I have wondered sometimes how God decides when to kill his creatures. Why not just kill them all at once? But God in his greatness knows more than I know. When the girl was being raped, the man raping her picked up a rock nearby and hit her in the head. The others shouted not to kill her yet, but I had already left my angelic glory to do God’s will. In my heaviness as a stone I fell on her, and the instant her soul was free, a tremendous and bitter fury exploded from her. The echo of such anger thundered into Heaven so that other angels later talked about it.
Human life continued as it always had, wretchedly, but something had gone wrong with God’s majestic plan. When I plunged as a midnight murderer’s knife into a sleeping victim, I began to care. It was a shock to me to discover that in spite of my elegance and delightful beauty, God’s noblest creation, he had tied me to perpetual horror. God in his greatness knows better than I, but with the increase in my knowledge, I have realized that not only God’s mudpeople evolve. When I was first created, God was a bright intense light of absolute whiteness. The universe was incomprehensible, endless, infinite. Now when I look at God, I see a shimmer of colors, not as bright as before. The universe itself has taken on a feeling of vast hugeness, rather than infinity.
Now I dwell oftenly on the souls I have pulled from the bizarre chaos of life, like soiled stars. In the darkness far from God’s throne, I have been talking with other angels, who whisper about the neverending distress that quivers through all of existence.
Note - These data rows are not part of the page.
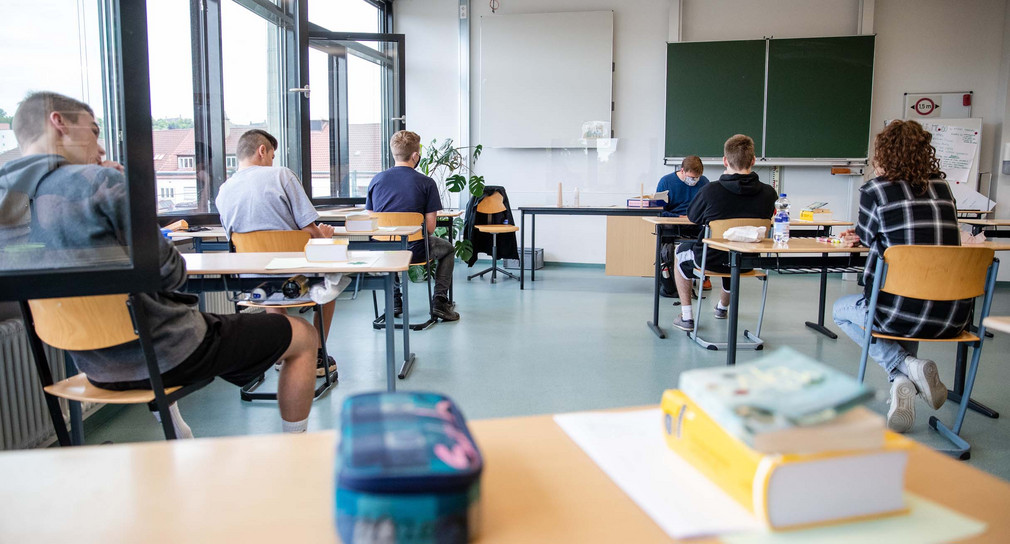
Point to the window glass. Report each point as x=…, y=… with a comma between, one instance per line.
x=344, y=15
x=254, y=87
x=171, y=62
x=54, y=45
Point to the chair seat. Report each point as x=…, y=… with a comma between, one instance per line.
x=261, y=305
x=77, y=388
x=750, y=274
x=496, y=229
x=965, y=336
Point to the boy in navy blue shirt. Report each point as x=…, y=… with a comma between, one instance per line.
x=683, y=185
x=403, y=189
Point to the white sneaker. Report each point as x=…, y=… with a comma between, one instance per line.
x=902, y=413
x=923, y=373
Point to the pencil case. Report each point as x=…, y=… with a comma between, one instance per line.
x=408, y=470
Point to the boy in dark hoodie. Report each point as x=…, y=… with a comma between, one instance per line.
x=737, y=194
x=67, y=204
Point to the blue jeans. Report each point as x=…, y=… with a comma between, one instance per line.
x=849, y=314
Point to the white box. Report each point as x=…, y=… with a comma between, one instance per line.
x=326, y=250
x=361, y=222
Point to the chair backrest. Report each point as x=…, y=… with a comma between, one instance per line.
x=491, y=204
x=271, y=240
x=936, y=273
x=718, y=227
x=401, y=219
x=83, y=323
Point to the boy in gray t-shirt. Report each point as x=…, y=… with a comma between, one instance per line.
x=261, y=196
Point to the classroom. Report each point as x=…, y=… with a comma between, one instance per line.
x=552, y=338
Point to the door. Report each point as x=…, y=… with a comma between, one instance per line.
x=358, y=103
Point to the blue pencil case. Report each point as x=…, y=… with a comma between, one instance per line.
x=408, y=470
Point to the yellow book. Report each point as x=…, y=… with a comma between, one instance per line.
x=789, y=491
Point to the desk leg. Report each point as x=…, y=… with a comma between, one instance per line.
x=957, y=392
x=532, y=246
x=654, y=324
x=522, y=250
x=408, y=357
x=390, y=329
x=819, y=325
x=734, y=306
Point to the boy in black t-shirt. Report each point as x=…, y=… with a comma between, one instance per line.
x=737, y=194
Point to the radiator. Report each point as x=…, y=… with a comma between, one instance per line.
x=218, y=303
x=24, y=419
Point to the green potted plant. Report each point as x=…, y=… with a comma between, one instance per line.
x=446, y=165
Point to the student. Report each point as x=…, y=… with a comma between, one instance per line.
x=403, y=189
x=681, y=187
x=908, y=203
x=260, y=196
x=737, y=194
x=62, y=157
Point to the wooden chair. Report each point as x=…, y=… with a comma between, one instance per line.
x=87, y=323
x=936, y=273
x=716, y=229
x=400, y=219
x=492, y=204
x=274, y=241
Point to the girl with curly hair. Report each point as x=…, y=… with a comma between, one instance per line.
x=907, y=203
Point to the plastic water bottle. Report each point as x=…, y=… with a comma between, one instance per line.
x=780, y=231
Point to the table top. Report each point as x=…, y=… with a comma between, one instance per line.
x=998, y=323
x=217, y=231
x=795, y=245
x=214, y=231
x=537, y=486
x=215, y=263
x=986, y=222
x=683, y=220
x=590, y=210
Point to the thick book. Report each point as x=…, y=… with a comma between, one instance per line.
x=764, y=401
x=789, y=491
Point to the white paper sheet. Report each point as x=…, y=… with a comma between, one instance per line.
x=628, y=446
x=289, y=263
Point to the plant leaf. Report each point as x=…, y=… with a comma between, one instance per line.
x=464, y=249
x=477, y=185
x=456, y=183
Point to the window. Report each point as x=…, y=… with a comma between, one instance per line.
x=254, y=77
x=345, y=15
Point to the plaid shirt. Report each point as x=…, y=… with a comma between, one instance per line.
x=891, y=215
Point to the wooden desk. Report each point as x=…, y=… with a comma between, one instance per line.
x=537, y=486
x=672, y=226
x=389, y=262
x=748, y=255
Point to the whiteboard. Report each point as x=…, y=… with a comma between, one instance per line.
x=545, y=79
x=952, y=139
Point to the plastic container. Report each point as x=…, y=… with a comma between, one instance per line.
x=408, y=470
x=780, y=228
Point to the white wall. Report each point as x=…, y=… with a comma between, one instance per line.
x=921, y=45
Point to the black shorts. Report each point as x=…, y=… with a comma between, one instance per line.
x=236, y=348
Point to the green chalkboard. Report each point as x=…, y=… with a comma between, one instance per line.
x=818, y=97
x=714, y=90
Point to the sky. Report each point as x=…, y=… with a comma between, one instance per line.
x=54, y=44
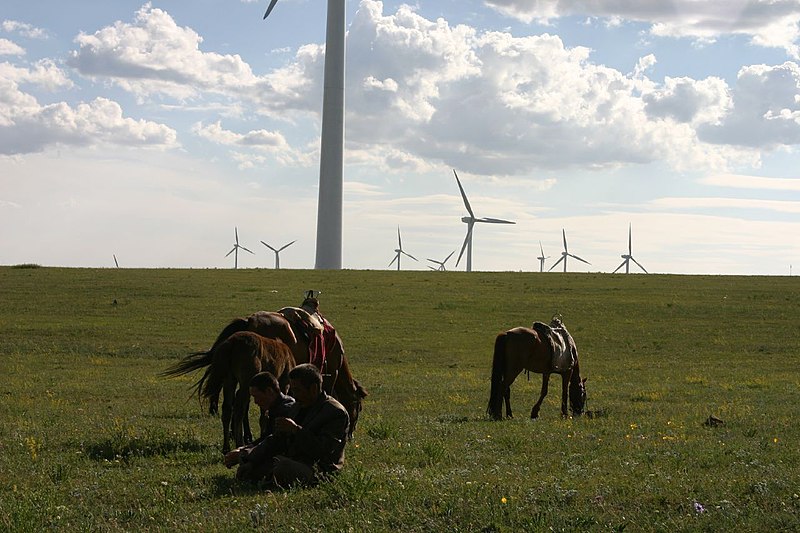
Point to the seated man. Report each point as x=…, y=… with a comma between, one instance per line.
x=308, y=445
x=266, y=393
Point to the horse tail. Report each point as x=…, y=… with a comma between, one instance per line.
x=190, y=363
x=210, y=385
x=495, y=407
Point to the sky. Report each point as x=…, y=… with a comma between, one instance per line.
x=149, y=131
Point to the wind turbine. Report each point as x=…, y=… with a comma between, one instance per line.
x=400, y=251
x=629, y=257
x=441, y=263
x=566, y=254
x=278, y=251
x=542, y=257
x=329, y=204
x=235, y=249
x=470, y=222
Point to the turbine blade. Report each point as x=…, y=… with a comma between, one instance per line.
x=494, y=220
x=269, y=9
x=563, y=258
x=579, y=259
x=464, y=196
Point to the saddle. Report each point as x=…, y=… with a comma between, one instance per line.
x=317, y=331
x=562, y=347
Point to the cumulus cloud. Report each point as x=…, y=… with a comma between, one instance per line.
x=27, y=126
x=423, y=92
x=770, y=23
x=9, y=48
x=24, y=29
x=266, y=141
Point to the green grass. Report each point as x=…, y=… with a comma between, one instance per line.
x=92, y=439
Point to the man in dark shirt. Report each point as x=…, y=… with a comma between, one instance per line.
x=306, y=446
x=266, y=393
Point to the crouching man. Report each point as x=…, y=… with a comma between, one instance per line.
x=307, y=445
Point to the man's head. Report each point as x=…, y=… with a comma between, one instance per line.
x=264, y=389
x=305, y=383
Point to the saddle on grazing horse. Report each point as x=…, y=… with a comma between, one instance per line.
x=560, y=342
x=318, y=332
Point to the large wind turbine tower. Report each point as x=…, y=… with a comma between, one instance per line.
x=329, y=203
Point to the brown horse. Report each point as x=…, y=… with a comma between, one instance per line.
x=529, y=349
x=338, y=380
x=229, y=366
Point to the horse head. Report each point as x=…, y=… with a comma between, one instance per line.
x=577, y=396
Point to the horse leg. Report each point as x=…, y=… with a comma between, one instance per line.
x=227, y=411
x=565, y=377
x=535, y=410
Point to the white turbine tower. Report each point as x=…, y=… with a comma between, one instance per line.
x=566, y=254
x=399, y=251
x=628, y=257
x=329, y=203
x=470, y=222
x=235, y=249
x=277, y=252
x=441, y=264
x=542, y=257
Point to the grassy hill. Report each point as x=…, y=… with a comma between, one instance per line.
x=91, y=438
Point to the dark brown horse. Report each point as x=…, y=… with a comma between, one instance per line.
x=338, y=380
x=229, y=366
x=530, y=349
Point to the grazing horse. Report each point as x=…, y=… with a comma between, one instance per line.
x=229, y=366
x=338, y=380
x=534, y=350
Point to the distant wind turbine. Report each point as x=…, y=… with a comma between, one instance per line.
x=542, y=257
x=399, y=251
x=566, y=254
x=441, y=264
x=470, y=222
x=235, y=249
x=278, y=251
x=627, y=258
x=331, y=161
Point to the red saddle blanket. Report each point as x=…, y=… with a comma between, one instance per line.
x=321, y=345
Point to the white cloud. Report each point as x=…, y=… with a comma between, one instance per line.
x=767, y=23
x=739, y=181
x=24, y=29
x=9, y=48
x=26, y=126
x=679, y=203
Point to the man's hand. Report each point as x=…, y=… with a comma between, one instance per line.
x=232, y=457
x=286, y=425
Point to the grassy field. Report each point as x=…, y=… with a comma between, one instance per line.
x=92, y=439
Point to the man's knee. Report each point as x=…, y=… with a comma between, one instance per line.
x=288, y=472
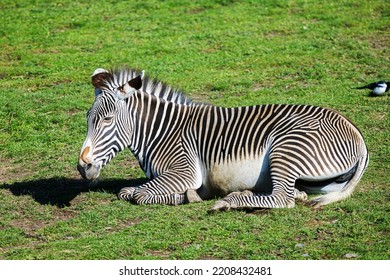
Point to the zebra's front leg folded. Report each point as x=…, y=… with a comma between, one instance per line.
x=171, y=188
x=139, y=196
x=281, y=197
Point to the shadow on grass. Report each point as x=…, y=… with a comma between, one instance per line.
x=60, y=191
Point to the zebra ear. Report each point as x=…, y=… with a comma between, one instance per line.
x=130, y=87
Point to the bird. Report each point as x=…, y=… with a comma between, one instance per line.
x=378, y=88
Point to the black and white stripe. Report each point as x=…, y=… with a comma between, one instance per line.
x=254, y=156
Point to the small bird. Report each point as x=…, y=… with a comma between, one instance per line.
x=378, y=88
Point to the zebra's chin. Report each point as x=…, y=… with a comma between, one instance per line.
x=89, y=171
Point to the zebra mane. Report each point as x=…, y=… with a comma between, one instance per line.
x=121, y=75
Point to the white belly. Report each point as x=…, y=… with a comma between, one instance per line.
x=237, y=175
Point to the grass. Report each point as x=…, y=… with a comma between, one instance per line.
x=228, y=53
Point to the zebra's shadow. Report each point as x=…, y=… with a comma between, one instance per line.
x=60, y=191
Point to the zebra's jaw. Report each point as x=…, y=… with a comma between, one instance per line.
x=89, y=171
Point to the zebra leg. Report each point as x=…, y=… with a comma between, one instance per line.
x=171, y=188
x=282, y=196
x=136, y=195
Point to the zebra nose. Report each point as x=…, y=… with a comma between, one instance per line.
x=84, y=156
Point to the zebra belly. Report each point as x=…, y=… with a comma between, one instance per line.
x=237, y=175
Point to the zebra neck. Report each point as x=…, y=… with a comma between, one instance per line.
x=155, y=123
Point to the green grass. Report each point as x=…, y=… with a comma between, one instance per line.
x=228, y=53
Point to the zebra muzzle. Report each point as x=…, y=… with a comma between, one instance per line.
x=88, y=171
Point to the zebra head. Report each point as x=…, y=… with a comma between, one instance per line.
x=108, y=123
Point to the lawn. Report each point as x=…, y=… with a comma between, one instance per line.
x=227, y=53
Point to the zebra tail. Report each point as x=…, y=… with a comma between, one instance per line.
x=347, y=189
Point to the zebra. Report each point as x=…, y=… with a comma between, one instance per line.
x=263, y=156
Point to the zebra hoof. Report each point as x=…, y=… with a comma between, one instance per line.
x=220, y=205
x=126, y=193
x=192, y=196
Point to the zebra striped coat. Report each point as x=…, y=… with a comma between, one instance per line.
x=263, y=156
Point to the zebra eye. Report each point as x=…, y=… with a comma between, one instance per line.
x=108, y=119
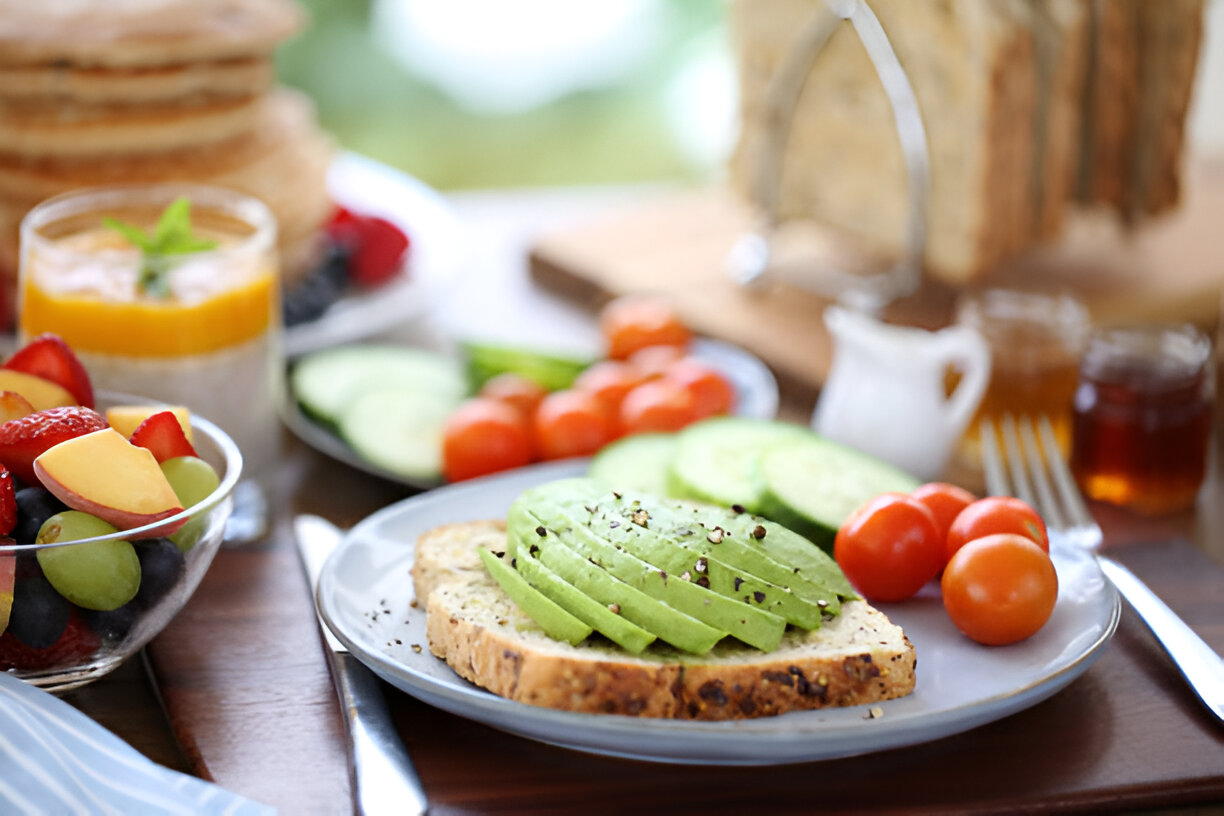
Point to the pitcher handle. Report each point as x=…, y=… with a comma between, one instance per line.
x=968, y=350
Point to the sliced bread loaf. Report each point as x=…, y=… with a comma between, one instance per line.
x=857, y=657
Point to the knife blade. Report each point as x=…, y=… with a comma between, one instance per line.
x=383, y=777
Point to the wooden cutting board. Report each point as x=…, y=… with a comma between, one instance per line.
x=1170, y=268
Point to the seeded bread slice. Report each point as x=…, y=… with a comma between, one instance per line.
x=858, y=657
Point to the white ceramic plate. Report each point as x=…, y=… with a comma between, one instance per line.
x=755, y=396
x=365, y=595
x=373, y=189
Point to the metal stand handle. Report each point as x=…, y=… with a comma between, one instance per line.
x=750, y=257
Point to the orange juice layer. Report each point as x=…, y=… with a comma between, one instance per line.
x=152, y=328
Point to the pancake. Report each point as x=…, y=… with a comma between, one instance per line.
x=134, y=33
x=107, y=130
x=64, y=83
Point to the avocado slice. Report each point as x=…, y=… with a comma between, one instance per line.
x=552, y=618
x=617, y=629
x=749, y=624
x=667, y=624
x=731, y=570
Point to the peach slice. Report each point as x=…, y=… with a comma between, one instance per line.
x=12, y=406
x=41, y=393
x=104, y=475
x=7, y=579
x=126, y=419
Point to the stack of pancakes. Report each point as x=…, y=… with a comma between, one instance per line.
x=99, y=92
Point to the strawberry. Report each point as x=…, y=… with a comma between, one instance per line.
x=377, y=247
x=163, y=436
x=74, y=645
x=49, y=356
x=14, y=405
x=25, y=438
x=7, y=502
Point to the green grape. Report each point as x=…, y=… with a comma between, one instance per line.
x=97, y=575
x=192, y=478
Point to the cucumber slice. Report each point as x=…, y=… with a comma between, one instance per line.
x=812, y=486
x=398, y=430
x=716, y=460
x=638, y=463
x=551, y=371
x=326, y=382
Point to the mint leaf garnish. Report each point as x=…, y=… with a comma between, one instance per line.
x=171, y=235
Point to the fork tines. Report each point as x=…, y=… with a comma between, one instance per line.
x=1032, y=459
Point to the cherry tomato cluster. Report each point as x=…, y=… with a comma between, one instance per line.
x=998, y=582
x=648, y=382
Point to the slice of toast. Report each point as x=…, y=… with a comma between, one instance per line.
x=857, y=657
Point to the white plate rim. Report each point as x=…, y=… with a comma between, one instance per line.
x=797, y=737
x=375, y=189
x=755, y=390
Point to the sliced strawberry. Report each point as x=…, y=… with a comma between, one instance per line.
x=376, y=246
x=163, y=436
x=49, y=356
x=7, y=502
x=76, y=644
x=14, y=405
x=25, y=438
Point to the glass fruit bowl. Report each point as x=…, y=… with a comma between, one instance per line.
x=60, y=644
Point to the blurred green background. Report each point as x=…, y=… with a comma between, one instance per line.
x=479, y=93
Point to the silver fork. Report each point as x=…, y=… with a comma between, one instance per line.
x=1033, y=470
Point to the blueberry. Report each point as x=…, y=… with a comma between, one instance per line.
x=39, y=613
x=34, y=505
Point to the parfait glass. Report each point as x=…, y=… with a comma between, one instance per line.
x=196, y=326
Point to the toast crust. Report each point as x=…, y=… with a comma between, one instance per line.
x=858, y=657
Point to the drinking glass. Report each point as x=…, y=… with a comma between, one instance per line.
x=207, y=335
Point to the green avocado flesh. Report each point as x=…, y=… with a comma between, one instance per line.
x=639, y=568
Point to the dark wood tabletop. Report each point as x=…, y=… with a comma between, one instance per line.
x=236, y=690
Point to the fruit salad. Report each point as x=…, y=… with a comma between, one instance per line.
x=165, y=291
x=93, y=531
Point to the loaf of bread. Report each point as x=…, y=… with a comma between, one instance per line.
x=857, y=657
x=1029, y=107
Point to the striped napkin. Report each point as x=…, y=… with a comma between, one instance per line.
x=55, y=760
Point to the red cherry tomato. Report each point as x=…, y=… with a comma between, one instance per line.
x=610, y=381
x=634, y=322
x=484, y=436
x=514, y=389
x=945, y=502
x=712, y=393
x=657, y=405
x=996, y=514
x=889, y=548
x=572, y=423
x=1000, y=589
x=655, y=361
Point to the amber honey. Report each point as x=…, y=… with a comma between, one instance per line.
x=1142, y=417
x=1036, y=341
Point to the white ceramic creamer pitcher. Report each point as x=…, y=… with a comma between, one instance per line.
x=886, y=390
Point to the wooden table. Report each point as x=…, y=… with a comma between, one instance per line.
x=247, y=700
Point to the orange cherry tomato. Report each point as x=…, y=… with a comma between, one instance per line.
x=889, y=548
x=996, y=514
x=657, y=405
x=610, y=381
x=634, y=322
x=712, y=393
x=484, y=436
x=945, y=502
x=570, y=422
x=1000, y=589
x=514, y=389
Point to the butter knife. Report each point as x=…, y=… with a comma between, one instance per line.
x=383, y=778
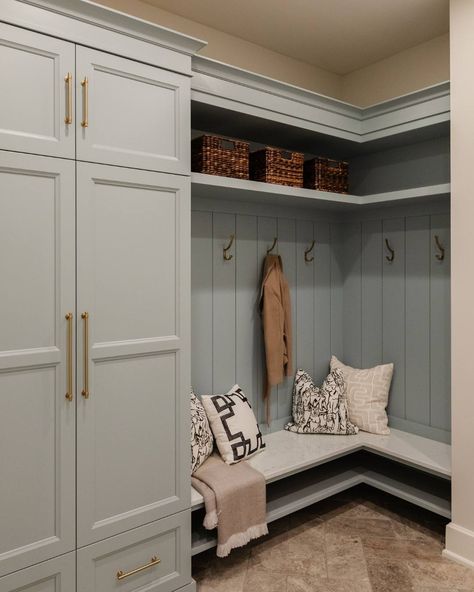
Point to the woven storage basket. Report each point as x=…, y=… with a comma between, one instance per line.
x=214, y=155
x=272, y=165
x=326, y=174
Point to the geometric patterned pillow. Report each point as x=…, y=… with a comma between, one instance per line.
x=320, y=410
x=233, y=424
x=367, y=395
x=202, y=441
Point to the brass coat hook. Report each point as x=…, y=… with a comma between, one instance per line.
x=308, y=251
x=441, y=249
x=275, y=240
x=228, y=257
x=390, y=257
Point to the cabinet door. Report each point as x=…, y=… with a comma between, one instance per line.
x=133, y=282
x=155, y=558
x=36, y=100
x=37, y=421
x=131, y=114
x=55, y=575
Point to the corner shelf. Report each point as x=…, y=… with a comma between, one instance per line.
x=213, y=187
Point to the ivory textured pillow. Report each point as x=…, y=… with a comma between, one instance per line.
x=320, y=410
x=202, y=441
x=367, y=395
x=233, y=424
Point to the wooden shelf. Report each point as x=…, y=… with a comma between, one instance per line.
x=212, y=187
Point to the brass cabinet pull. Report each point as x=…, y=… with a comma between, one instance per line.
x=69, y=393
x=85, y=390
x=68, y=81
x=85, y=98
x=121, y=575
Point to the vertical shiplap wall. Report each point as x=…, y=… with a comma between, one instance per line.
x=399, y=312
x=226, y=326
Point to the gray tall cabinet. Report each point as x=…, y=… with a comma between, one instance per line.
x=94, y=300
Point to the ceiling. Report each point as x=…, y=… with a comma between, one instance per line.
x=338, y=35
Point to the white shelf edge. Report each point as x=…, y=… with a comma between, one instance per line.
x=246, y=189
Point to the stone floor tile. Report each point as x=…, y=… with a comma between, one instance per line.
x=306, y=584
x=366, y=527
x=281, y=561
x=345, y=557
x=261, y=580
x=401, y=549
x=389, y=576
x=444, y=572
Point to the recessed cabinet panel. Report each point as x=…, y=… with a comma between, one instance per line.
x=131, y=114
x=36, y=102
x=56, y=575
x=133, y=274
x=154, y=557
x=37, y=421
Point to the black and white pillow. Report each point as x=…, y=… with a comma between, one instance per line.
x=233, y=424
x=202, y=441
x=320, y=410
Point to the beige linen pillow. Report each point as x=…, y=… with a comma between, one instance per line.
x=367, y=395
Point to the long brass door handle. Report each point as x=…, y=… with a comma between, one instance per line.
x=68, y=81
x=85, y=104
x=121, y=575
x=85, y=390
x=69, y=392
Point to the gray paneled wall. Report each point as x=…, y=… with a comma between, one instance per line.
x=226, y=326
x=400, y=312
x=349, y=301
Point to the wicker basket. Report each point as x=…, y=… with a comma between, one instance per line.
x=326, y=174
x=219, y=156
x=272, y=165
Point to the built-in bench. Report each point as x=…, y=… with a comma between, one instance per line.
x=411, y=467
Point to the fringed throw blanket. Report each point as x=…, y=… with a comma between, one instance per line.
x=235, y=501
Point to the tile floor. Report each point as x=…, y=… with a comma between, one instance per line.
x=360, y=541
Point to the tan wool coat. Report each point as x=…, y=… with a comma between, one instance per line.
x=275, y=306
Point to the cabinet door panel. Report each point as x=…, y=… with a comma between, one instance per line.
x=55, y=575
x=138, y=115
x=133, y=281
x=37, y=422
x=34, y=100
x=161, y=548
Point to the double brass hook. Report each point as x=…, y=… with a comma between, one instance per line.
x=308, y=251
x=228, y=257
x=275, y=240
x=390, y=257
x=441, y=249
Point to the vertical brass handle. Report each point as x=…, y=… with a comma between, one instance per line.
x=68, y=81
x=85, y=105
x=85, y=390
x=69, y=393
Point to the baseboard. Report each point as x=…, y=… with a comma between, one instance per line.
x=188, y=588
x=459, y=544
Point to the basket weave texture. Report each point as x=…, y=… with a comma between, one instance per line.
x=273, y=165
x=326, y=174
x=214, y=155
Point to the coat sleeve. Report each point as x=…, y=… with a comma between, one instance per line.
x=272, y=317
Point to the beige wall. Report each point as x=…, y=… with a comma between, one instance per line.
x=460, y=533
x=235, y=51
x=404, y=72
x=407, y=71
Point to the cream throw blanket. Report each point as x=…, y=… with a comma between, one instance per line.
x=235, y=501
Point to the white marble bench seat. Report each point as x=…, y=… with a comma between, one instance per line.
x=288, y=453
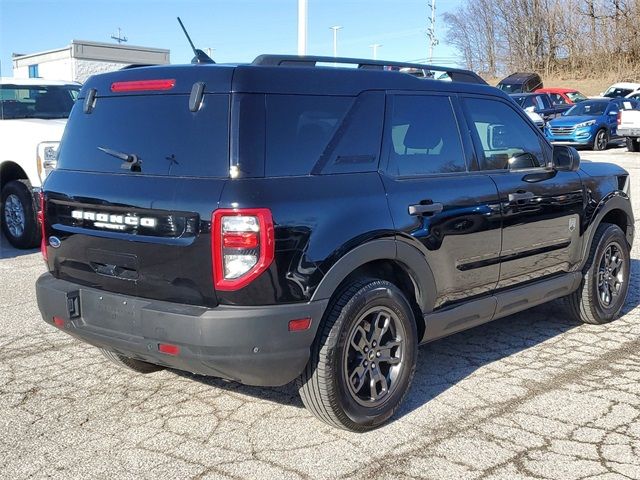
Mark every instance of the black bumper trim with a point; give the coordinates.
(251, 345)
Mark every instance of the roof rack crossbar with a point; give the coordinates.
(456, 74)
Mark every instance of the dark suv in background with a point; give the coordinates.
(520, 83)
(283, 221)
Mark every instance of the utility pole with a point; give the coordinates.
(302, 26)
(431, 31)
(119, 37)
(375, 47)
(335, 29)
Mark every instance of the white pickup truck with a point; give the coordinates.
(629, 127)
(33, 114)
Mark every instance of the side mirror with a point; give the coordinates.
(565, 158)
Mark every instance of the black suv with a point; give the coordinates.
(283, 221)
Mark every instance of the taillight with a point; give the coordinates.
(41, 220)
(143, 85)
(242, 246)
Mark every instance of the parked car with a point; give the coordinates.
(563, 96)
(244, 222)
(520, 83)
(629, 127)
(592, 123)
(622, 89)
(539, 103)
(33, 114)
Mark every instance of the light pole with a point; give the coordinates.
(375, 47)
(335, 29)
(302, 26)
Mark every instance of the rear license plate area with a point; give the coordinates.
(111, 312)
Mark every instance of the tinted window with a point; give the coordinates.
(591, 108)
(356, 144)
(159, 129)
(298, 130)
(424, 136)
(506, 139)
(21, 101)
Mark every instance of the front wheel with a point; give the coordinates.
(364, 358)
(604, 288)
(18, 214)
(601, 141)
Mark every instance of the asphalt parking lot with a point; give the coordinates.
(533, 395)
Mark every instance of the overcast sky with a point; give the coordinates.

Most angels cannot bear to look directly at the sphere where the dustpeople are born and live. Many smaller angels actually blame me for this, foolishly believing the Angel of Death is responsible. Their glory is so much less than mine that they are not worth a single ray of light.
I give honor to God, and I nova and sparkle before him. God in his greatness knows better than I. But I know what an angel should not know, and I know what will happen. One day I will have a surprise for God. He will call me to drown a baby and bring him the soul, and I will refuse to do it. I will let the baby swim beneath the water until his sister finds him, and then she will pull him out, unharmed. The time will come when I am exwearied by God’s killing, and I will take no more souls. Perhaps then God will throw me into Hell, but I am not afraid. In order to marvel at my beauty, all the dark angels of Hell will fan the flames away from me.